During handling of the above exception, another exception occurred:

Traceback (most recent call last): File "/usr/local/lib/python3.10/site-packages/flask_appbuilder/api/init.py", line 110, in wraps return f(self, *args, *kwargs) File "/usr/local/lib/python3.10/site-packages/flask_appbuilder/api/init.py", line 182, in wraps return f(self, args, kwargs) File "/usr/local/lib/python3.10/site-packages/flask_appbuilder/api/init.py", line 1711, in get_list return self.get_list_headless(kwargs) File "/app/superset/queries/api.py", line 340, in get_list_headless response[flask_appbuilder.const.API_RESULT_RES_KEY] = list_model_schema.dump(lst, many=True) File "/usr/local/lib/python3.10/site-packages/marshmallow/schema.py", line 557, in dump result = self._serialize(processed_obj, many=many) File "/usr/local/lib/python3.10/site-packages/marshmallow/schema.py", line 519, in _serialize return [ File "/usr/local/lib/python3.10/site-packages/marshmallow/schema.py", line 520, in self._serialize(d, many=False) File "/usr/local/lib/python3.10/site-packages/marshmallow/schema.py", line 525, in _serialize value = field_obj.serialize(attr_name, obj, accessor=self.get_attribute) File "/usr/local/lib/python3.10/site-packages/marshmallow/fields.py", line 344, in serialize return self._serialize(value, attr, obj, kwargs) File "/usr/local/lib/python3.10/site-packages/marshmallow/fields.py", line 1991, in _serialize return self._serialize_method(obj) File "/app/superset/queries/schemas.py", line 76, in get_sql_tables return obj.sql_tables File "/app/superset/models/sql_lab.py", line 75, in sql_tables extract_tables_from_jinja_sql( File "/app/superset/sql_parse.py", line 1126, in extract_tables_from_jinja_sql ).tables File "/app/superset/sql_parse.py", line 287, in tables self._tables = self._extract_tables_from_sql() File "/app/superset/sql_parse.py", line 303, in _extract_tables_from_sql ex.errors[0] IndexError: list index out of range 2024-08-22 06:53:04,613:INFO:werkzeug:192.168.10.1 - - [22/Aug/2024 06:53:04] "GET /api/v1/query/?q=(filters:!((col:database,opr:rel_o_m,value:2)),order_column:start_time,order_direction:desc,page:0,page_size:25) HTTP/1.1" 500 -

Superset version

4.0.2

Python version

3.10

Node version

16

Browser

Firefox

Additional context

No response

Checklist

dosubot[bot] commented 3 weeks ago

To resolve the "list index out of range" error in the Query history page when executing a specific query in Starrocks on Apache Superset, you should check the handling of the statements list in the execute_sql_statements function. Specifically, ensure that the list of statements is not empty before attempting to access its elements.

Here is a potential fix:

  1. Add a check to ensure that statements is not empty before proceeding with the execution loop.
def execute_sql_statements(
    # pylint: disable=too-many-arguments, too-many-locals, too-many-statements, too-many-branches
    query_id: int,
    rendered_query: str,
    return_results: bool,
    store_results: bool,
    start_time: Optional[float],
    expand_data: bool,
    log_params: Optional[dict[str, Any]],
) -> Optional[dict[str, Any]]:
    """Executes the sql query returns the results."""
    if store_results and start_time:
        # only asynchronous queries
        stats_logger.timing("sqllab.query.time_pending", now_as_float() - start_time)

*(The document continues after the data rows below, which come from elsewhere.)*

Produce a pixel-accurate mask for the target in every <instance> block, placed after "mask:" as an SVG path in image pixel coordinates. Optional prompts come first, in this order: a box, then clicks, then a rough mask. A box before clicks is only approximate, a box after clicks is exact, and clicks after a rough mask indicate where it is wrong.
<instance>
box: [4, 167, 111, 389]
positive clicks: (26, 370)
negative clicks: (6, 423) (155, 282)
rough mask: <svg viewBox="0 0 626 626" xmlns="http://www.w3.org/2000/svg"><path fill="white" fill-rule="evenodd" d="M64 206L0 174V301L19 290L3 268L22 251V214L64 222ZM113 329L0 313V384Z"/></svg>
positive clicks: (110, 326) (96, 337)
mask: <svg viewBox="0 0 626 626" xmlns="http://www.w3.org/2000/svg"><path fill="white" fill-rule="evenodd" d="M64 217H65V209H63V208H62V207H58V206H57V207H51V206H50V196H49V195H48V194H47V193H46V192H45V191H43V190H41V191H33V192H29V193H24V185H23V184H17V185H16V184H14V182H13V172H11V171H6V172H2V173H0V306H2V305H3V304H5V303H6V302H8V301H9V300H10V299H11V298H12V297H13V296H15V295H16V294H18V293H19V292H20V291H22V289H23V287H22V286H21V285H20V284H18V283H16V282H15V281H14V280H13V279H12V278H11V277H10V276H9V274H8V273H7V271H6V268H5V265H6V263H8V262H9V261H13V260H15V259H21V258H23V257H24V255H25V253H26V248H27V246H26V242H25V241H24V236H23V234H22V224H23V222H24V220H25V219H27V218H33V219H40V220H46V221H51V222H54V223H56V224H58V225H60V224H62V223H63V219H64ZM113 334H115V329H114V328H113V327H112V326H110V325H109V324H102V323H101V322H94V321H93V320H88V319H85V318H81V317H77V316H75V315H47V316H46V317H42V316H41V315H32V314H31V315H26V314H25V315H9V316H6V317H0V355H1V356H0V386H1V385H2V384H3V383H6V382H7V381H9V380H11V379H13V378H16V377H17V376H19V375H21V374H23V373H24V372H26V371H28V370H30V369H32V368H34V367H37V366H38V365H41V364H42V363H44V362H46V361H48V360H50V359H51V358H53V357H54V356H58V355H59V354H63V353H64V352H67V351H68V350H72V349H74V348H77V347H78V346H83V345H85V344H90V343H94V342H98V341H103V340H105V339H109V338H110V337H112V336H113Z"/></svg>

    query = get_query(query_id)
    payload: dict[str, Any] = {"query_id": query_id}
    database = query.database
    db_engine_spec = database.db_engine_spec
    db_engine_spec.patch()

    if database.allow_run_async and not results_backend:
        raise SupersetErrorException(
            SupersetError(
                message=__("Results backend is not configured."),
                error_type=SupersetErrorType.RESULTS_BACKEND_NOT_CONFIGURED_ERROR,
                level=ErrorLevel.ERROR,
            )
        )

    # Breaking down into multiple statements
    parsed_query = ParsedQuery(
        rendered_query,
        engine=db_engine_spec.engine,
    )
    if not db_engine_spec.run_multiple_statements_as_one:
        statements = parsed_query.get_statements()
        logger.info(
            "Query %s: Executing %i statement(s)", str(query_id), len(statements)
        )
    else:
        statements = [rendered_query]
        logger.info("Query %s: Executing query as a single statement", str(query_id))

    # Check if statements list is empty
    if not statements:
        raise SupersetErrorException(
            SupersetError(
                message=__("No valid SQL statements found."),
                error_type=SupersetErrorType.INVALID_SQL_STATEMENT_ERROR,
                level=ErrorLevel.ERROR,
            )
        )

    logger.info("Query %s: Set query to 'running'", str(query_id))
    query.status = QueryStatus.RUNNING
    query.start_running_time = now_as_float()
    db.session.commit()

    # Rest of the function...

This check ensures that the statements list is not empty before attempting to execute any SQL statements, which should prevent the "list index out of range" error [1].

To continue talking to Dosu, mention @dosu.

rusackas commented 3 weeks ago

Maybe @miomiocat has some insight here?

kainchow commented 3 weeks ago

I made a temporary change to superset/sql_parse.py which avoids this issue, but it may cause other problems, so someone still needs to fix the bug!

def _extract_tables_from_sql(self) -> set[Table]:
    """
    Extract all table references in a query.

    Note: this uses sqlglot, since it's better at catching more edge cases.
    """
    try:
        statements = parse(self.stripped(), dialect=self._dialect)
    except ParseError as ex:
        statements = []
    except SqlglotError as ex:
        ...